Miguel Dias

Miguel Arcanjo Dias nasceu em Viana no dia 29 de setembro de 1871. Aos onze anos de idade foi encaminhado para São Luís, a fim de ser internado no Colégio Educandos, instituição filantrópica de ensino profissionalizante, voltada à educação de meninos pobres, vindos do interior.

Na escola, o garoto vianense estudaria música e aprenderia vários ofícios, entre eles o de alfaiate. Após concluir o curso, embora tocasse praticamente todos os instrumentos musicais, destacou-se como trompetista, sendo convidado pela direção da casa a fazer parte do grupo permanente de músicos da orquestra do colégio e permanecer, dessa forma, na capital.

Pouco tempo depois, a orquestra do Educandos recebeu um convite para tocar numa festa em Viana, o que propiciou ao jovem músico, depois de longos anos de ausência, o retorno à cidade natal. O baile realizou-se na residência da famosa professora Cóia Carvalho. Enquanto tocava, observou, no salão, uma moça morena de cabelos escuros, encostada próxima a uma das janelas do solar. Na primeira música em que sua participação não era tão necessária, deixou o trompete sobre a cadeira e foi tirar a moça para dançar. Apaixonou-se de imediato pela jovem, que se chamava Mariana Araújo.

Regressando a São Luís, não pensou duas vezes: desvencilhou-se dos compromissos, arrumou suas malas e, de posse do trompete e da máquina de costura, voltou definitivamente à cidade de origem, onde escreveria uma historia singular de competência, amor e dedicação à musica.

Miguel Dias casou-se com Mariana Araújo e tornou-se pai de sete filhos: Odilon, Josefa (Nhazita), Etéldera, Nair, América, Filomena e Odinéia. A todos, procurou passar os ensinamentos básicos de sua grande paixão. O filho mais velho, Odilon, aos sete anos de idade já tocava trompete e, a exemplo do pai, aprenderia a tocar igualmente todos os instrumentos. Entre as filhas, os destaques ficaram com Nhazita (que tocava harmônio), Etéldera (harmônio e violino) e América (violino).

O grande mérito, entretanto, do Maestro Miguel Dias, foi sua notável contribuição à difusão da música vianense. Residindo no velho sobrado da esquina da Praça da Matriz, atualmente em ruínas, o abnegado maestro criou ali uma escola particular de música, por cujos bancos passariam mais de uma centena de futuros músicos da terra. Tornou-se até comum, na época, muitos de seus ex-alunos se mudarem para São Luís, a fim de ingressarem nos quadros das bandas da Polícia e do Exército. Outros discípulos iriam mais longe, levando o nome da música vianense além-fronteiras como, por exemplo, Júlio e Pedrinho Neves, Onofre Fernandes e Dilú Mello.

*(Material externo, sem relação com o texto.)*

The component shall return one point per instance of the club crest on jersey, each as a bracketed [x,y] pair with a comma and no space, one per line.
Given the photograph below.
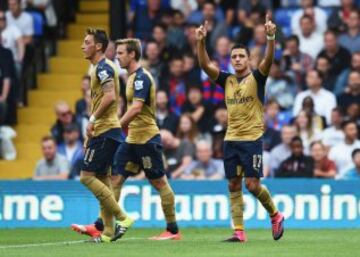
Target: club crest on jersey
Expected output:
[103,75]
[139,85]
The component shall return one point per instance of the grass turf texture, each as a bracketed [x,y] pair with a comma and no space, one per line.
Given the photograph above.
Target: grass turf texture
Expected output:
[196,243]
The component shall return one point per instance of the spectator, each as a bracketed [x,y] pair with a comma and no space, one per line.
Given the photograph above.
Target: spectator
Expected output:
[201,112]
[64,117]
[341,153]
[222,54]
[323,65]
[81,105]
[8,86]
[351,39]
[165,119]
[306,130]
[187,128]
[354,173]
[342,79]
[145,19]
[72,148]
[155,65]
[192,71]
[204,167]
[13,40]
[246,8]
[5,82]
[311,42]
[15,16]
[314,12]
[333,135]
[215,28]
[353,113]
[324,100]
[329,3]
[212,92]
[295,63]
[159,36]
[178,153]
[190,44]
[175,85]
[53,166]
[318,122]
[339,16]
[275,119]
[197,15]
[339,56]
[175,35]
[298,164]
[280,88]
[282,151]
[352,91]
[324,168]
[219,131]
[186,7]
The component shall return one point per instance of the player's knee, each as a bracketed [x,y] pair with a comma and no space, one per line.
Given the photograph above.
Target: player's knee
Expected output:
[234,185]
[252,186]
[84,179]
[158,184]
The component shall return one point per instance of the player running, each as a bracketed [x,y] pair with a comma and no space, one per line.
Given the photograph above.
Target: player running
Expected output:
[103,133]
[142,149]
[244,96]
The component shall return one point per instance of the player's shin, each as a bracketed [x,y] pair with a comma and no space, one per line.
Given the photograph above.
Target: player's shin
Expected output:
[107,217]
[265,198]
[168,206]
[237,206]
[104,195]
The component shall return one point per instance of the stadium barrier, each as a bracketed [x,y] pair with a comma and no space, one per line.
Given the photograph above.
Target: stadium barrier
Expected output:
[305,203]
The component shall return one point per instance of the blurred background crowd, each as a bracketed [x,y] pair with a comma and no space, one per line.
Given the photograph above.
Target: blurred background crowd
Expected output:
[312,108]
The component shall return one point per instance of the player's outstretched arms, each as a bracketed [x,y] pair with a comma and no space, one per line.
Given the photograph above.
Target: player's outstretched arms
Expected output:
[270,29]
[203,57]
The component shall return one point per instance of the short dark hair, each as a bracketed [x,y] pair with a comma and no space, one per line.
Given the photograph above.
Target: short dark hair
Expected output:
[345,123]
[330,31]
[48,138]
[100,37]
[241,46]
[132,44]
[316,142]
[209,2]
[357,150]
[306,16]
[296,139]
[336,109]
[293,38]
[320,75]
[87,77]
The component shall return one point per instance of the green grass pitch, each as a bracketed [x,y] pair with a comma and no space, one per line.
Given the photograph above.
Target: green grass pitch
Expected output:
[204,242]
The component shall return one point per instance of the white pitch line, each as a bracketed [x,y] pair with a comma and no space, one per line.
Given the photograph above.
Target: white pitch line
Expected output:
[60,243]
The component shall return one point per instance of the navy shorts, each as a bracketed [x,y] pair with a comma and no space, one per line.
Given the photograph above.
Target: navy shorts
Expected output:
[130,159]
[99,154]
[243,158]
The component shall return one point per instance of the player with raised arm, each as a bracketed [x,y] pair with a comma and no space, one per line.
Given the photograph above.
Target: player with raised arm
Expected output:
[142,149]
[244,98]
[103,132]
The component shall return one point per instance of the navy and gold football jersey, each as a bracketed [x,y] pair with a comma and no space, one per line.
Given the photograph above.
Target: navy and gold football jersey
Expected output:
[244,99]
[140,86]
[103,72]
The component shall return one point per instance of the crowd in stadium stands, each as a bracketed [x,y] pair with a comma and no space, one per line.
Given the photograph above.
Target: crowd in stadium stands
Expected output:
[28,33]
[312,105]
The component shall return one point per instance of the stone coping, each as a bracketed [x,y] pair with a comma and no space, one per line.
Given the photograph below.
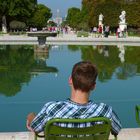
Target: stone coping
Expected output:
[125,134]
[69,39]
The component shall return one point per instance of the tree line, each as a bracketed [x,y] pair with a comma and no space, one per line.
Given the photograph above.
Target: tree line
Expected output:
[21,14]
[88,15]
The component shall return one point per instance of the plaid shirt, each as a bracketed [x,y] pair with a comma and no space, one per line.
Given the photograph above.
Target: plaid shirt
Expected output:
[69,109]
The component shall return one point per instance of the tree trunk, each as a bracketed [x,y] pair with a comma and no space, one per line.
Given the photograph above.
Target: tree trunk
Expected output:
[4,25]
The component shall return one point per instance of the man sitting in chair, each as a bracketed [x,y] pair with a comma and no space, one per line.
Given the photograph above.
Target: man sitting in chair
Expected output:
[82,81]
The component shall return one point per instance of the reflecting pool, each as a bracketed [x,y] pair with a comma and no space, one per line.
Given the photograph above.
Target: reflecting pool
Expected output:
[29,79]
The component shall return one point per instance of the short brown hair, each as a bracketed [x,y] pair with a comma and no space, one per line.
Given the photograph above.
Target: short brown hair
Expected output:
[84,76]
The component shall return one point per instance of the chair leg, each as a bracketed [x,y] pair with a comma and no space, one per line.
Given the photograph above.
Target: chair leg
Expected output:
[137,109]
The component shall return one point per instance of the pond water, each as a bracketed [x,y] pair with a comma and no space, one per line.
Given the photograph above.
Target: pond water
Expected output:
[29,79]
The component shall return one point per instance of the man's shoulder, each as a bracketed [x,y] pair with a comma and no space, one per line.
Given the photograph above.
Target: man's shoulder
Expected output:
[104,105]
[55,103]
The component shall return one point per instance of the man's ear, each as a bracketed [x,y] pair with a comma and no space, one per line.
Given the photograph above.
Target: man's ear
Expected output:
[70,80]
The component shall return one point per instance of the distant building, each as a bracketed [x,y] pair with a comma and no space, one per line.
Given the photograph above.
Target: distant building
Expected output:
[58,20]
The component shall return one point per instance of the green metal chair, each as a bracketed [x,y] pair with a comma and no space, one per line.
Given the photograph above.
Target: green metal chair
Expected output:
[100,131]
[137,109]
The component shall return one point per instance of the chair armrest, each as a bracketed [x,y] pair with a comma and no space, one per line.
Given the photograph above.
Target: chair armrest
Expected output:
[39,135]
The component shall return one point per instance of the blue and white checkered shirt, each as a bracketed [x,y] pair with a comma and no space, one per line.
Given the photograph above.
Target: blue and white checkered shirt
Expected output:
[70,109]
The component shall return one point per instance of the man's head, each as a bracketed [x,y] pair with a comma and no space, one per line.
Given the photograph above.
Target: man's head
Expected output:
[84,76]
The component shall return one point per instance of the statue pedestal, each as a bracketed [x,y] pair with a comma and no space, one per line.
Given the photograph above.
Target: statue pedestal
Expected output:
[4,29]
[122,26]
[102,25]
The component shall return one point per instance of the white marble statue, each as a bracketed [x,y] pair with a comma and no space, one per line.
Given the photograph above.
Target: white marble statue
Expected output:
[101,17]
[122,17]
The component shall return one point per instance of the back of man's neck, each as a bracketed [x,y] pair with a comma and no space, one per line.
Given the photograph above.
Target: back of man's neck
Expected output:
[80,97]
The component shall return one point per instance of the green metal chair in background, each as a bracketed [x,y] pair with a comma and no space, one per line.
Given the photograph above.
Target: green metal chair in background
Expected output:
[137,109]
[99,131]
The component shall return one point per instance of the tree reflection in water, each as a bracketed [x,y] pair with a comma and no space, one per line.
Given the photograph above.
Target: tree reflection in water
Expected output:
[17,65]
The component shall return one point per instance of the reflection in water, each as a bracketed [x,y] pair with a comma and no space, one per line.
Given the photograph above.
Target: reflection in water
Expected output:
[17,65]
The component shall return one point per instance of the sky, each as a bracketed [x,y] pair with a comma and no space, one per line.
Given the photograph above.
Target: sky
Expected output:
[62,5]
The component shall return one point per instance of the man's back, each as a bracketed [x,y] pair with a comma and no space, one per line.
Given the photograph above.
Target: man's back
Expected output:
[70,109]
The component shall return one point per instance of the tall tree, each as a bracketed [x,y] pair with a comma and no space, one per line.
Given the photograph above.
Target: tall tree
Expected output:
[73,17]
[15,8]
[40,16]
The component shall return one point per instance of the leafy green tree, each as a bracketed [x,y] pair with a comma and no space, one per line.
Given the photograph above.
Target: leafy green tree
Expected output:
[19,9]
[40,17]
[17,25]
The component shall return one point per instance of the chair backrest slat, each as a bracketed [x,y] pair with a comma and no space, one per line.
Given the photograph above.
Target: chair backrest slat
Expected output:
[98,131]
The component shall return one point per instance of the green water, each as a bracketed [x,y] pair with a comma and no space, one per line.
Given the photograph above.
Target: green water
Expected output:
[28,80]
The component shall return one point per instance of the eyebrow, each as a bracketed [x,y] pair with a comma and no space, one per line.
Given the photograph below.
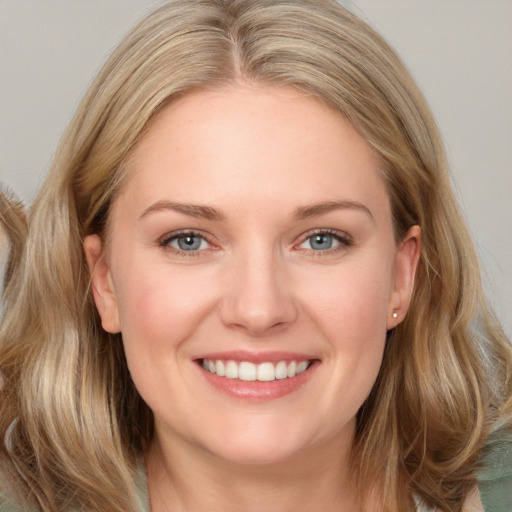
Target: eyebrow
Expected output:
[193,210]
[329,206]
[210,213]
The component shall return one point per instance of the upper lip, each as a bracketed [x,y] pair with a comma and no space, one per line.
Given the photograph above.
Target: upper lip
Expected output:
[257,357]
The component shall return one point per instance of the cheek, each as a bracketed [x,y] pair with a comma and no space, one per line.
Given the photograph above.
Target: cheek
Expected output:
[160,306]
[351,301]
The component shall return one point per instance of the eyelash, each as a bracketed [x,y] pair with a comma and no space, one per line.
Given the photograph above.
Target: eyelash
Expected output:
[165,242]
[342,238]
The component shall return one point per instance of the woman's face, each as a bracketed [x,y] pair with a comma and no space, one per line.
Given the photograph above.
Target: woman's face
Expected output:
[253,273]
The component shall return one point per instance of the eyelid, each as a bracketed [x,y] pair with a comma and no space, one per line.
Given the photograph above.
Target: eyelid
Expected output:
[164,241]
[341,236]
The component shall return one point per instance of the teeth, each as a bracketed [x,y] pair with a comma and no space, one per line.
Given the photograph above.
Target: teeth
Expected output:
[264,372]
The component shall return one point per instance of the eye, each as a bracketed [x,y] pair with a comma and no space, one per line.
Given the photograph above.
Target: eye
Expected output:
[325,241]
[185,242]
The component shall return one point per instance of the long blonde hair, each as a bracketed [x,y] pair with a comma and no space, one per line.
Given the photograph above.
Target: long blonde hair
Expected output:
[72,420]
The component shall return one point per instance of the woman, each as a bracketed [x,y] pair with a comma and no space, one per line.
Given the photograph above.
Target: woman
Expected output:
[246,284]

O mais interessante de tudo isso, é que o abnegado maestro não cobrava nenhum centavo pelas aulas ministradas. Ensinava por prazer e amor à arte. Sustentava-se, e à família, com o salário de delegado e com os recursos obtidos com o trabalho de sua banda e de sua orquestra. Seguia uma rotina organizada: pela manhã, como autoridade policial, realizava as audiências na sala da frente do sobrado; à tarde, o mesmo local se transformava em oficina de música. Pela noite, até as 21 horas, atendia os alunos que necessitassem de reforço, copiava músicas ou consertava os instrumentos velhos.

A competência e o esmero do maestro ganhariam prestígio por toda a Baixada. Dono de um acervo musical riquíssimo, sua orquestra recebia constantes convites para tocar em bailes nos municípios vizinhos. Em Viana, enquanto esteve na ativa, a animação dos largos nas festas religiosas de São Sebastião, São Benedito da Barreirinha, Nazaré e Nossa Senhora da Conceição ficavam ao encargo de sua banda.

Depois de acometido por grave enfermidade cardíaca, provavelmente em decorrência dos exercícios prolongados nos instrumentos de sopro, o maestro Miguel Dias faleceu aos 54 anos de idade, no dia 1º de setembro de 1925. Segundo depoimento de uma de suas filhas, América Dias, seu enterro foi o mais bonito já realizado em Viana. Acompanhado pelas Irmandades do Santíssimo Sacramento (da qual fazia parte) e do Coração de Jesus, pelos estudantes do Colégio do Estado e grande número de amigos, admiradores e ex-alunos, o féretro subiu a Rua Grande em direção ao Cemitério 2 de Novembro  ao som de duas bandas (a sua e a do também maestro Temístocles Lima), que executavam a marcha fúnebre escolhida por ele próprio, antes de falecer.